Diagnosis is based on the presence of characteristic clinical findings and is confirmed or established, in cases of inconclusive clinical presentation, by molecular genetic testing which reveals a pathogenic variant in the PORCN gene.

Differential diagnosis

Differential diagnoses should include microphtalmia with linear skin defects (MLS) and incontinentia pigmenti (IP), as well as oculocerebrocutaneous syndrome and Rothmund-Thompson syndrome.

Antenatal diagnosis

Prenatal testing for at-risk pregnancies is possible when a mutation has been previously identified in the family.

Genetic counseling

FDH follows an X-linked dominant pattern of inheritance and is usually lethal in utero in hemizygous, non-mosaic male fetuses. Approximately 95% of females with FDH have a de novo PORCN pathogenic variant and only 5% inherit it from a parent. Live-born affected males are rare (about 10% of FDH cases) and are nearly always mosaic for a de novo postzygotic mutation.

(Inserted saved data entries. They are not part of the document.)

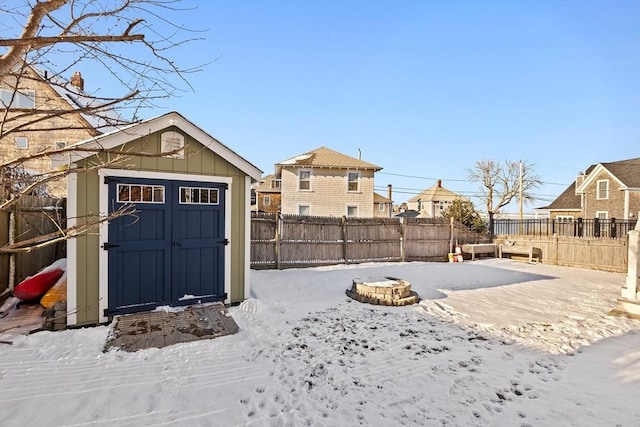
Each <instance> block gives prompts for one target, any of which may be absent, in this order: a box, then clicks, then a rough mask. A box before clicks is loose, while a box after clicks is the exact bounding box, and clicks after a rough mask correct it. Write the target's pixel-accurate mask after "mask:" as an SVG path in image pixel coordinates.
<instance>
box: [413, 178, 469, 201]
mask: <svg viewBox="0 0 640 427" xmlns="http://www.w3.org/2000/svg"><path fill="white" fill-rule="evenodd" d="M458 197H463V196H461V195H460V194H458V193H454V192H453V191H451V190H447V189H446V188H444V187H443V186H442V185H441V184H440V183H439V182H438V183H436V184H434V185H433V186H431V187H429V188H427V189H426V190H424V191H422V192H421V193H419V194H417V195H416V196H413V197H412V198H410V199H409V200H408V201H409V202H417V201H422V202H433V201H438V202H439V201H447V200H453V199H456V198H458Z"/></svg>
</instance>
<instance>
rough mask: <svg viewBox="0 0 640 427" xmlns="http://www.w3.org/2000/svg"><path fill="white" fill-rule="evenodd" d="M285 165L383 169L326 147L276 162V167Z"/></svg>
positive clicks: (378, 166)
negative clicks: (329, 148) (342, 153)
mask: <svg viewBox="0 0 640 427" xmlns="http://www.w3.org/2000/svg"><path fill="white" fill-rule="evenodd" d="M283 166H299V167H318V168H320V167H325V168H341V169H373V170H374V171H379V170H381V169H382V168H381V167H380V166H376V165H374V164H372V163H369V162H365V161H363V160H360V159H356V158H355V157H350V156H347V155H345V154H342V153H338V152H337V151H334V150H331V149H329V148H326V147H320V148H316V149H315V150H312V151H309V152H307V153H304V154H300V155H299V156H295V157H292V158H290V159H287V160H283V161H281V162H279V163H276V167H283Z"/></svg>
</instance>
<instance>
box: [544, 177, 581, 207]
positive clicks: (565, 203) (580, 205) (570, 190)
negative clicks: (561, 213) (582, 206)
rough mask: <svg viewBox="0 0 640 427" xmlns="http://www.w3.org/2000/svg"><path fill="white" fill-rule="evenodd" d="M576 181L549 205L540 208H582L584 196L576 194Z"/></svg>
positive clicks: (570, 185) (562, 192)
mask: <svg viewBox="0 0 640 427" xmlns="http://www.w3.org/2000/svg"><path fill="white" fill-rule="evenodd" d="M575 188H576V183H575V181H574V182H573V184H571V185H570V186H569V187H567V189H566V190H564V191H563V192H562V194H560V195H559V196H558V197H557V198H556V199H555V200H554V201H553V202H551V204H550V205H549V206H545V207H543V208H538V209H549V210H563V211H564V210H581V209H582V197H581V196H580V195H579V194H576V189H575Z"/></svg>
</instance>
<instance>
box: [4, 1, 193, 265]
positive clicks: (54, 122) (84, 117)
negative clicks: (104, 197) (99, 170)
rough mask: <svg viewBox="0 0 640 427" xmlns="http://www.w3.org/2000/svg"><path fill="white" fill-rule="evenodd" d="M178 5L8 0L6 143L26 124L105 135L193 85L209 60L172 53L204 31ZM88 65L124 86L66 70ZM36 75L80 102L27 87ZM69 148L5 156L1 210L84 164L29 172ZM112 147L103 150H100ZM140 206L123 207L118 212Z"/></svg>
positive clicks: (38, 81) (71, 70)
mask: <svg viewBox="0 0 640 427" xmlns="http://www.w3.org/2000/svg"><path fill="white" fill-rule="evenodd" d="M178 6H179V2H178V1H176V0H113V1H108V2H105V1H101V0H38V1H31V0H24V2H22V3H17V2H13V4H7V3H6V2H3V3H1V4H0V15H2V17H3V18H2V22H0V34H1V36H0V37H2V38H0V89H2V97H1V98H0V142H1V141H5V142H6V141H8V138H10V137H11V136H14V135H17V134H18V133H20V134H24V133H29V132H32V133H35V132H40V133H42V132H46V131H56V130H57V131H60V130H64V131H72V130H78V131H85V132H86V135H87V137H91V136H96V135H99V134H101V133H104V132H105V131H111V130H114V129H118V128H121V127H122V126H125V125H128V124H130V123H134V122H136V121H138V120H139V115H140V113H141V110H143V109H150V108H155V107H156V106H157V105H156V104H157V101H159V100H161V99H165V98H169V97H174V96H177V95H179V94H180V92H183V91H187V90H190V89H192V88H191V86H190V85H189V82H188V81H187V79H186V76H187V75H188V74H189V73H192V72H196V71H199V69H200V68H201V66H200V65H198V66H194V67H181V66H179V65H177V64H176V62H174V60H173V59H172V58H171V55H172V53H173V52H176V51H177V49H178V48H179V47H181V46H182V45H183V44H185V43H187V42H190V41H193V40H196V38H195V37H192V35H193V33H194V32H193V31H192V30H189V29H186V28H184V27H182V26H181V25H179V24H176V22H179V20H178V19H176V16H178V15H179V13H180V12H185V11H186V10H185V9H180V8H179V7H178ZM185 34H186V35H187V37H185ZM83 68H90V69H92V70H93V71H94V72H99V73H100V75H99V76H95V78H96V81H105V80H106V79H110V80H112V81H114V82H115V83H116V84H117V85H118V86H119V87H120V88H122V89H121V91H120V93H101V89H100V88H96V89H95V90H93V91H89V90H87V91H85V90H84V84H83V82H82V79H81V77H80V75H79V74H77V73H74V76H73V77H76V78H78V79H80V81H79V82H75V83H74V84H69V81H68V79H66V78H64V76H66V75H71V74H72V72H75V71H76V70H79V69H83ZM96 70H97V71H96ZM34 82H38V83H41V82H45V83H46V84H47V85H49V87H51V88H53V89H54V90H56V91H58V94H61V95H63V98H64V96H66V97H67V99H66V100H67V101H70V102H67V103H56V104H55V105H52V104H51V98H47V97H38V98H37V99H33V98H34V97H33V96H31V98H30V95H29V91H27V90H25V88H27V87H29V85H30V84H33V83H34ZM75 117H81V118H82V119H75ZM70 118H74V119H70ZM87 118H90V119H87ZM62 119H67V120H66V121H64V122H63V121H61V120H62ZM73 142H77V140H76V141H73ZM67 150H70V148H66V147H47V148H44V149H40V150H38V151H37V152H33V151H28V152H26V154H24V155H16V156H13V157H11V158H7V157H6V156H5V155H3V156H0V211H2V210H4V211H8V210H10V209H11V208H12V207H13V206H15V204H16V202H17V201H18V200H19V199H20V198H21V197H23V196H25V195H28V194H33V193H34V191H35V190H36V189H37V188H42V186H43V185H44V184H46V183H49V182H51V181H53V180H56V179H60V178H62V177H64V176H65V175H67V174H69V173H82V172H84V170H80V169H67V170H63V171H61V170H48V171H40V172H39V173H38V174H31V173H24V169H25V168H24V166H25V165H27V164H28V163H29V162H33V161H35V160H38V159H43V158H47V157H49V156H51V155H53V154H56V153H61V152H64V151H67ZM107 151H108V150H101V149H97V150H96V154H98V153H99V152H105V153H107ZM107 154H109V156H108V157H109V164H117V163H118V162H122V161H123V160H122V159H123V158H126V157H127V156H145V155H148V154H144V153H132V152H130V151H127V150H124V149H123V150H112V151H110V152H108V153H107ZM164 154H165V155H167V154H170V153H164ZM104 166H107V165H106V164H104V163H102V164H96V167H104ZM133 212H134V211H133V210H127V211H118V212H116V213H115V215H117V216H119V215H123V214H132V213H133ZM109 219H110V218H106V217H96V218H90V219H86V220H85V223H84V225H82V226H81V227H77V228H76V229H66V228H64V227H59V228H58V230H56V231H55V232H53V233H50V234H48V235H46V236H42V238H38V239H33V240H30V241H25V242H17V243H16V242H12V243H11V244H9V245H5V246H4V247H1V248H0V253H2V252H19V251H28V250H30V249H31V248H35V247H40V246H42V245H45V244H47V242H55V241H59V240H60V239H65V238H71V237H74V236H76V235H78V234H80V233H83V232H86V231H87V230H89V229H91V228H92V227H95V226H96V225H97V224H99V223H100V222H102V221H107V220H109Z"/></svg>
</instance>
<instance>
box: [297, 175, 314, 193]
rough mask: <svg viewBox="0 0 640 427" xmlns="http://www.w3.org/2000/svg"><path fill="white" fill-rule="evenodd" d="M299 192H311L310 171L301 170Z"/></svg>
mask: <svg viewBox="0 0 640 427" xmlns="http://www.w3.org/2000/svg"><path fill="white" fill-rule="evenodd" d="M298 190H311V171H310V170H300V171H299V172H298Z"/></svg>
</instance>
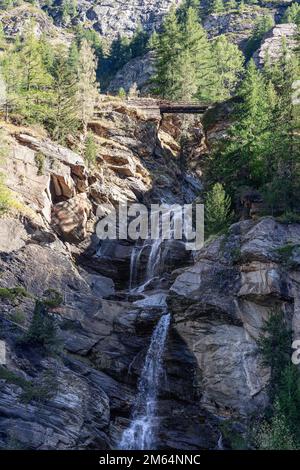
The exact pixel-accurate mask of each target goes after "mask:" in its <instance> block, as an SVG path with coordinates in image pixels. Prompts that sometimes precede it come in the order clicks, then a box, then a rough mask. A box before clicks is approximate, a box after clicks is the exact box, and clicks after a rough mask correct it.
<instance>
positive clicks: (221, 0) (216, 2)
mask: <svg viewBox="0 0 300 470" xmlns="http://www.w3.org/2000/svg"><path fill="white" fill-rule="evenodd" d="M224 10H225V7H224V2H223V0H213V4H212V9H211V12H212V13H223V12H224Z"/></svg>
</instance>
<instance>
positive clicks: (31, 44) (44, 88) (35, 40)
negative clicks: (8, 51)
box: [20, 27, 52, 121]
mask: <svg viewBox="0 0 300 470" xmlns="http://www.w3.org/2000/svg"><path fill="white" fill-rule="evenodd" d="M20 66H21V71H22V74H21V86H20V96H21V98H22V100H23V105H22V114H23V115H24V116H25V117H26V118H27V119H29V120H35V121H42V120H43V119H44V118H45V116H46V115H47V111H48V107H47V102H48V100H49V88H50V86H51V83H52V77H51V75H50V73H49V72H48V71H47V69H46V67H45V65H44V63H43V56H42V53H41V49H40V43H39V41H38V39H37V38H36V37H35V36H34V33H33V32H32V27H31V28H30V29H29V32H28V33H27V34H26V35H25V38H24V42H23V43H22V45H21V50H20Z"/></svg>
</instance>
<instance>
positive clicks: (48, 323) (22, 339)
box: [20, 300, 58, 349]
mask: <svg viewBox="0 0 300 470" xmlns="http://www.w3.org/2000/svg"><path fill="white" fill-rule="evenodd" d="M20 343H21V344H31V345H34V346H43V347H45V348H46V349H55V348H56V347H57V345H58V341H57V330H56V324H55V321H54V319H53V318H51V317H50V316H49V314H48V310H47V307H46V306H45V303H44V302H43V301H41V300H37V301H36V303H35V309H34V312H33V317H32V321H31V324H30V326H29V329H28V331H27V333H26V334H25V335H24V336H23V338H22V339H21V340H20Z"/></svg>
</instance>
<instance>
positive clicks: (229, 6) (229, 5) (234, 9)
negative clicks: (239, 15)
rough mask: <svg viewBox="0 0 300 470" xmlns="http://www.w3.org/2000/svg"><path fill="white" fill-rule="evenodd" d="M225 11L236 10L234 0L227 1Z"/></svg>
mask: <svg viewBox="0 0 300 470" xmlns="http://www.w3.org/2000/svg"><path fill="white" fill-rule="evenodd" d="M226 9H227V10H236V9H237V1H236V0H229V1H228V2H227V4H226Z"/></svg>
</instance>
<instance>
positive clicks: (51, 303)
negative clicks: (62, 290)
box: [42, 289, 64, 308]
mask: <svg viewBox="0 0 300 470" xmlns="http://www.w3.org/2000/svg"><path fill="white" fill-rule="evenodd" d="M63 300H64V299H63V296H62V294H61V293H60V292H58V291H57V290H55V289H48V290H46V291H45V292H44V296H43V299H42V302H43V304H44V305H45V306H46V307H49V308H56V307H59V306H60V305H61V304H62V303H63Z"/></svg>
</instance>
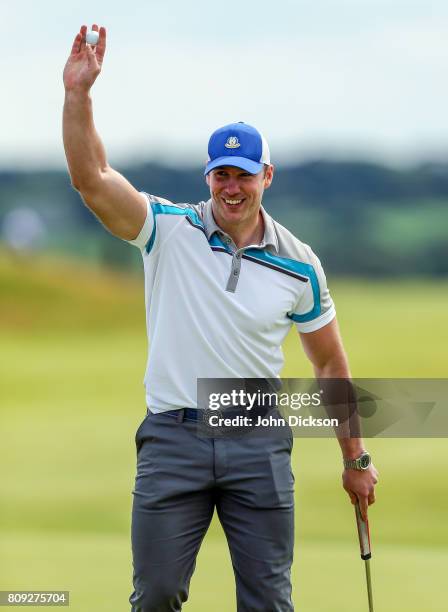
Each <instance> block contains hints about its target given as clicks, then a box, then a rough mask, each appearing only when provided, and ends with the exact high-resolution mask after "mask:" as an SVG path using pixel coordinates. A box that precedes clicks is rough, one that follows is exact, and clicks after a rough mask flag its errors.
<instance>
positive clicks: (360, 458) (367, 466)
mask: <svg viewBox="0 0 448 612" xmlns="http://www.w3.org/2000/svg"><path fill="white" fill-rule="evenodd" d="M359 464H360V466H361V469H362V470H366V469H367V468H368V467H369V465H370V455H368V454H367V453H366V454H365V455H362V456H361V457H360V459H359Z"/></svg>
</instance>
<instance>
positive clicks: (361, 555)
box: [355, 503, 372, 561]
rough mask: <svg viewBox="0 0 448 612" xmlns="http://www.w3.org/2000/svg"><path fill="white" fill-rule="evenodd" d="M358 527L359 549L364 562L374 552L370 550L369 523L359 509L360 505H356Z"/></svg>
mask: <svg viewBox="0 0 448 612" xmlns="http://www.w3.org/2000/svg"><path fill="white" fill-rule="evenodd" d="M355 513H356V525H357V527H358V537H359V547H360V549H361V559H363V560H364V561H365V560H366V559H370V557H371V556H372V552H371V550H370V531H369V521H368V520H367V521H364V519H363V518H362V515H361V510H360V508H359V503H357V504H356V505H355Z"/></svg>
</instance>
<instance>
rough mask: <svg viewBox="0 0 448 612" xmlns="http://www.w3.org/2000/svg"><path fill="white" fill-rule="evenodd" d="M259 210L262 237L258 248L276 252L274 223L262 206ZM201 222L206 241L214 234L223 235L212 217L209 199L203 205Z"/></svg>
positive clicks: (220, 230)
mask: <svg viewBox="0 0 448 612" xmlns="http://www.w3.org/2000/svg"><path fill="white" fill-rule="evenodd" d="M260 210H261V214H262V217H263V221H264V236H263V240H262V242H261V244H260V245H258V246H259V247H260V248H264V247H266V246H273V247H274V249H275V250H276V251H277V252H278V239H277V233H276V231H275V228H274V222H273V220H272V217H271V216H270V215H268V213H267V212H266V211H265V209H264V208H263V206H261V208H260ZM203 221H204V227H205V233H206V234H207V239H208V240H210V238H211V237H212V236H213V234H214V233H215V232H218V233H220V234H225V232H224V231H223V230H222V229H221V228H220V227H219V225H218V224H217V223H216V221H215V217H214V216H213V211H212V201H211V199H210V200H208V201H207V202H206V203H205V206H204V216H203Z"/></svg>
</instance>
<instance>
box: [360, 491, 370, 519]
mask: <svg viewBox="0 0 448 612" xmlns="http://www.w3.org/2000/svg"><path fill="white" fill-rule="evenodd" d="M358 503H359V509H360V510H361V516H362V518H363V520H364V521H367V508H368V506H369V504H368V500H367V497H358Z"/></svg>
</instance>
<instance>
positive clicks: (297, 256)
mask: <svg viewBox="0 0 448 612" xmlns="http://www.w3.org/2000/svg"><path fill="white" fill-rule="evenodd" d="M272 224H273V227H274V231H275V235H276V238H277V244H278V255H279V257H285V258H287V259H293V260H295V261H297V262H300V263H303V264H306V265H311V266H315V265H316V263H317V262H318V261H319V260H318V258H317V256H316V254H315V253H314V252H313V250H312V248H311V247H310V246H309V245H308V244H306V243H305V242H302V241H301V240H300V239H299V238H297V236H295V235H294V234H293V233H292V232H290V231H289V230H288V229H287V228H286V227H284V226H283V225H281V224H280V223H278V221H275V219H272Z"/></svg>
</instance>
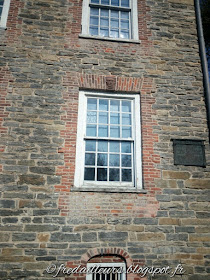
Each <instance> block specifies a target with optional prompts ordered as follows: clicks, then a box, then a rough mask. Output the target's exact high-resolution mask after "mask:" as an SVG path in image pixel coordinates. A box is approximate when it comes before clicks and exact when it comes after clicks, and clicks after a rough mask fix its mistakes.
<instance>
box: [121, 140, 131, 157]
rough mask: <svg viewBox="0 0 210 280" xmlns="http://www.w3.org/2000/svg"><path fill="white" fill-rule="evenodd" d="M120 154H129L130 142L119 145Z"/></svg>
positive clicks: (126, 142)
mask: <svg viewBox="0 0 210 280" xmlns="http://www.w3.org/2000/svg"><path fill="white" fill-rule="evenodd" d="M121 153H126V154H128V153H131V143H130V142H122V143H121Z"/></svg>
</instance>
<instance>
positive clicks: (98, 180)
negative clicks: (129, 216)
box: [75, 92, 141, 188]
mask: <svg viewBox="0 0 210 280" xmlns="http://www.w3.org/2000/svg"><path fill="white" fill-rule="evenodd" d="M139 107H140V104H139V95H138V94H137V95H130V94H129V95H125V94H101V93H98V94H97V95H95V94H93V93H88V92H81V93H80V99H79V117H78V131H77V134H78V135H77V137H78V138H77V141H78V142H77V158H76V173H75V186H77V187H81V186H92V187H94V186H97V187H101V186H102V187H111V188H113V187H127V188H129V187H130V188H133V187H141V178H140V177H141V153H140V149H141V147H140V143H141V141H140V110H139Z"/></svg>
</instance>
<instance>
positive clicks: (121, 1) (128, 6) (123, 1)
mask: <svg viewBox="0 0 210 280" xmlns="http://www.w3.org/2000/svg"><path fill="white" fill-rule="evenodd" d="M121 6H122V7H129V0H121Z"/></svg>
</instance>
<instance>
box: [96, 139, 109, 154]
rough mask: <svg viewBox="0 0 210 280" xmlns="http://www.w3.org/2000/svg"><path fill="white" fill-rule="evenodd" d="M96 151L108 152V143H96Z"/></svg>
mask: <svg viewBox="0 0 210 280" xmlns="http://www.w3.org/2000/svg"><path fill="white" fill-rule="evenodd" d="M98 151H99V152H107V151H108V141H98Z"/></svg>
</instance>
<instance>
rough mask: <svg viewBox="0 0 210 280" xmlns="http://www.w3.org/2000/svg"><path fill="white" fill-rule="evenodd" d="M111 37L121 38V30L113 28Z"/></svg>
mask: <svg viewBox="0 0 210 280" xmlns="http://www.w3.org/2000/svg"><path fill="white" fill-rule="evenodd" d="M110 37H112V38H119V31H117V30H111V31H110Z"/></svg>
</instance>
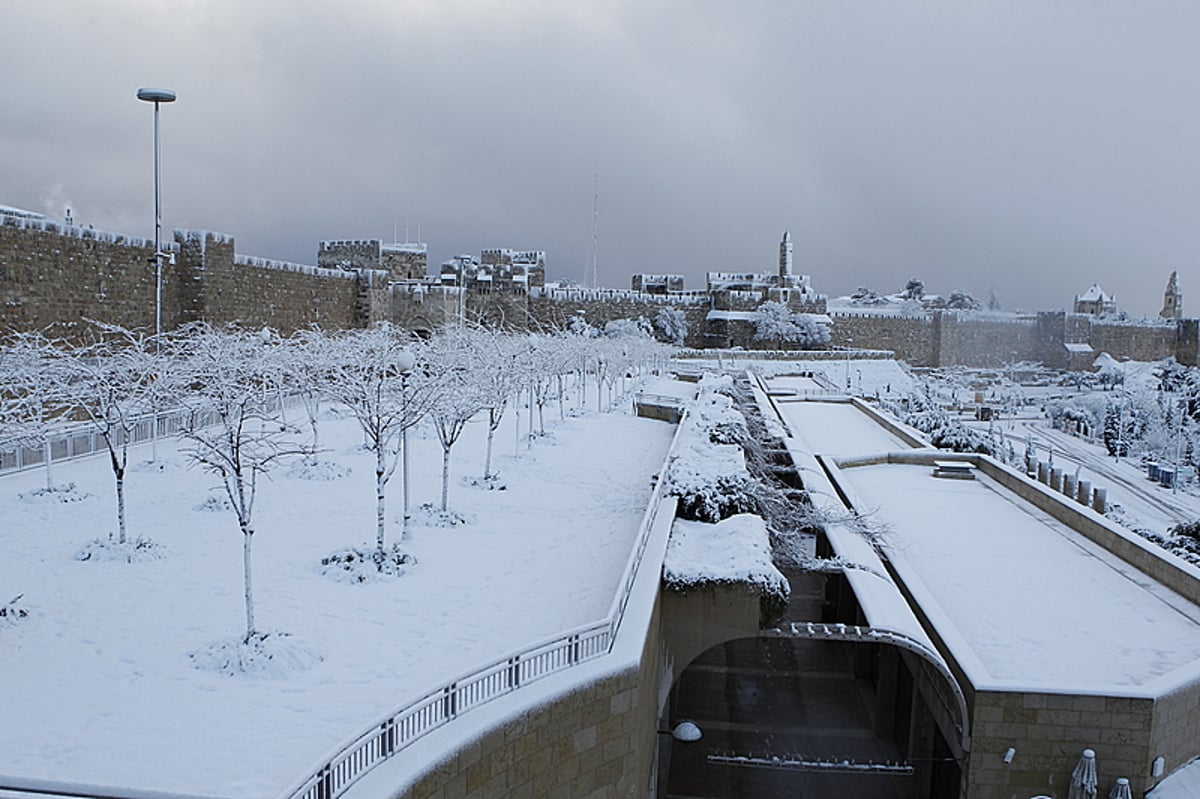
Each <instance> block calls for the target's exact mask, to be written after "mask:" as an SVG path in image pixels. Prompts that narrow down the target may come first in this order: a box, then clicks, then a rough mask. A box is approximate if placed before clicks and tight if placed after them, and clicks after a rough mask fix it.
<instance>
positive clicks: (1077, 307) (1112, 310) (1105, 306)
mask: <svg viewBox="0 0 1200 799" xmlns="http://www.w3.org/2000/svg"><path fill="white" fill-rule="evenodd" d="M1116 312H1117V299H1116V298H1115V296H1111V295H1109V294H1105V292H1104V289H1102V288H1100V284H1099V283H1092V286H1091V288H1088V289H1087V290H1086V292H1084V293H1082V294H1076V295H1075V313H1090V314H1092V316H1093V317H1103V316H1105V314H1110V313H1116Z"/></svg>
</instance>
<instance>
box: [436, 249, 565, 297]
mask: <svg viewBox="0 0 1200 799" xmlns="http://www.w3.org/2000/svg"><path fill="white" fill-rule="evenodd" d="M439 281H440V284H442V286H457V287H463V288H466V289H467V290H468V292H473V293H482V294H528V293H529V290H530V289H534V288H540V287H542V286H545V284H546V253H545V252H542V251H540V250H526V251H516V250H508V248H503V247H496V248H491V250H484V251H482V252H480V257H479V258H478V259H476V258H475V257H473V256H456V257H455V258H451V259H449V260H445V262H443V263H442V272H440V275H439Z"/></svg>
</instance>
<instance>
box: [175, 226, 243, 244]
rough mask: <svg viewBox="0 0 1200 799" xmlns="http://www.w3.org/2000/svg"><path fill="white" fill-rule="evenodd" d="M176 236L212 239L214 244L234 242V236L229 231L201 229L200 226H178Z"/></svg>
mask: <svg viewBox="0 0 1200 799" xmlns="http://www.w3.org/2000/svg"><path fill="white" fill-rule="evenodd" d="M175 238H176V239H184V240H185V241H205V242H208V241H211V242H212V244H233V236H232V235H229V234H228V233H217V232H216V230H200V229H198V228H186V229H185V228H176V229H175Z"/></svg>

Genetic counseling should be offered to affected females informing them of the 33% risk of giving birth to an affected daughter, an unaffected son, or and unaffected daughter.

Management and treatment

Treatment is symptomatic and involves dermatological, orthopedic, ophthalmologic and dental care. Verrucous papillomas may require surgical intervention.

Prognosis

Prognosis is variable depending on severity on manifestations. Individuals with severe forms of the syndrome usually die during infancy, however, a normal life expectancy may be reached in patients with less severe findings.